Der klirrende Klang des Rudergestänges ist der einzige Laut auf der Brücke - alle Posten, der Ausguck und die Scheinwerferleute, stehen schweigend da und sehen auf die brausende See. Auf der Laufbrücke, die die Hütte mit der Back verbindet und sich eng und schmal an den drei Schornsteinen vorbeiklemmt, kommt eine weiße Gestalt gegen den Wind ankämpfend nach vorn - irgendein Offizier, den die Hitze noch nicht schlafen läßt. Er leistet mir Gesellschaft - wir stehen zusammen auf der äußersten Nock der Kommandobrücke, die frei in die Luft hinaushängend über dem weißen Gischt schwebt.

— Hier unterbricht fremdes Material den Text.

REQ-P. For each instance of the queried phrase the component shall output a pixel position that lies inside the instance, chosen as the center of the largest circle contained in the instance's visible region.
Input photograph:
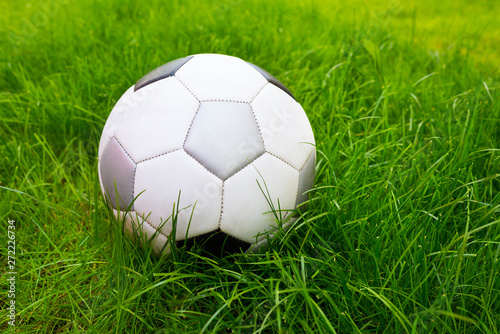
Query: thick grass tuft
(402, 230)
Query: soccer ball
(208, 149)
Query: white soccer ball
(211, 143)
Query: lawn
(402, 230)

Wir sprechen vom Krieg - vom Krieg, der nicht kommen wird. Soll man ihn wünschen? Soll man nicht? Wir sind wohl auf verlorenem Posten - verloren - Tausende von Meilen um uns kein Freund, nur Feinde. Aber man ist jung, voll Tatendrang, voll Lust, die Kräfte zu messen, zu zeigen, daß man der Stärkere ist: Denkt der Baum, der kraftstrotzend emporwächst und seine Nachbarn erdrückt, daran, daß er Leben vernichtet - oder das Tier, das doch nur ein Gesetz kennt - das des Stärkeren? Soll man gegen die Natur kämpfen? Gewiß, gewaltig würde die Übermacht der Feinde sein, unermeßlich schwer würde es werden, hoffnungslos für uns hier! - Trotzdem!

Es dauert lange! Bereits halb 11 Uhr - - der Funkenoffizier ist noch immer nicht zurück.
„Gehen Sie nach unten und sehen Sie nach, ob Daressalam gegeben hat, ich werde solange hier fahren!" Ich stolpere über das Mitteldeck nach achtern, alle paar Schritte über Leinen kletternd, die gespannt sind, um bei dem starken Schlingern einen Halt zu geben. Ein mächtiger Brecher kommt über und wirft mich wie einen Sack auf das nasse Deck! In der Messe ist Licht! Ich öffne die schmale Tür - dahinten in der Ecke sitzt der Funkenoffizier, krumm über Chiffrierbücher gebeugt, mit hochrotem Kopf.

Er sieht auf und sagt: „Egima!" - „Egima" war das mit Daressalam verabredete Kennwort für: „Krieg mit Rußland, Frankreich und England!" - Donnerwetter! Ich stehe wie angewurzelt. Mächtig holt der Kreuzer über, mit lautem Klatsch fällt ein Buch an Deck und unterbricht die Stille. Klirrend rasselt im Schrank das Geschirr! - Die Offiziere werden geweckt. Der Kommandant und erste Offizier gehen auf der Hütte auf und ab und ich klettere wieder auf die Brücke. Also Krieg! - Eigenartig - der Mond leuchtet wie vorher, die See rauscht, die Takelage heult - nichts hat sich geändert!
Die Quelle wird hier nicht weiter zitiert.